Two worlds. The reckless denizens of Brawn choose to use their technology for destructive ends. In their insecurity, they ultimately realized their driving fears. Now, all that remains of them is technological detritus: shattered pipelines, broken chain-link fences, and cracked bunkers; all are monuments to warnings ignored.

Vhonn

On another world, the policymakers kept their engineers focused on exploration, enriching and enhancing their culture. They ultimately landed an expedition on the neighboring planet Vhonn – a place harsh in its alienness, but full of scientific treasure troves, including keys to understanding life as they knew it. Their citizens are confident and inspired. They strive forward into the cosmos, and will eventually stake claims throughout their star system.

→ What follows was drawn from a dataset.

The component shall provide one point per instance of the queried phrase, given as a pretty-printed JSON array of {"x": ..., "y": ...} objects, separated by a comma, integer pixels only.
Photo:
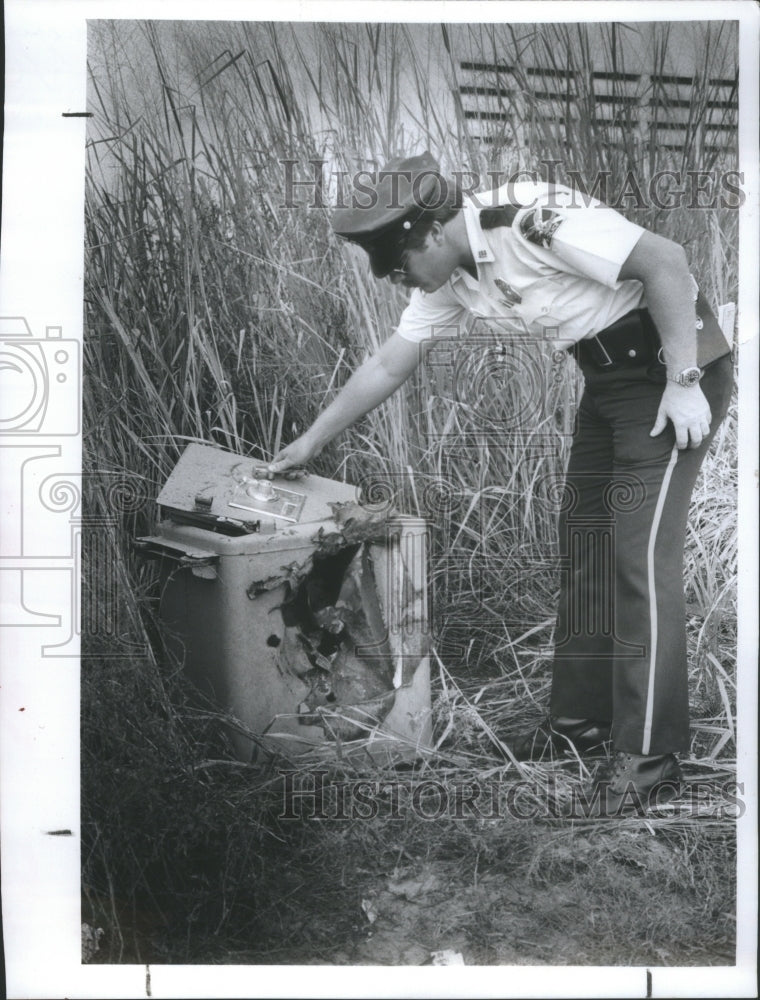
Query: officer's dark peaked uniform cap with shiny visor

Today was once celebrated as Armistice Day, a day when the world laid down its arms to end the greatest war it had ever felt – a war that saw the development of weapons so terrible that an international convention gathered to forbid their use. Now, nearly a quarter-century after the end of the Cold War, may we do so again. I hope that, one day, we live in a nation worthy of our veterans’ sacrifices.

Visionaries

The Space Review has a fantastic article that invaded my whole way of thinking this morning while I was trying to get into my groove for work. It casts the golden age of space exploration – the Space Race – as a contest of two visionary dreamers against their employing superpowers. It also goes a long way towards explaining the allure of SpaceX! The arguments presented therein may or may not be right, but they certainly form an interesting view to read.

It’s a fantastic and different historical perspective. Plus, some of the author’s writing includes delicious indictments of the use of space technology for evil.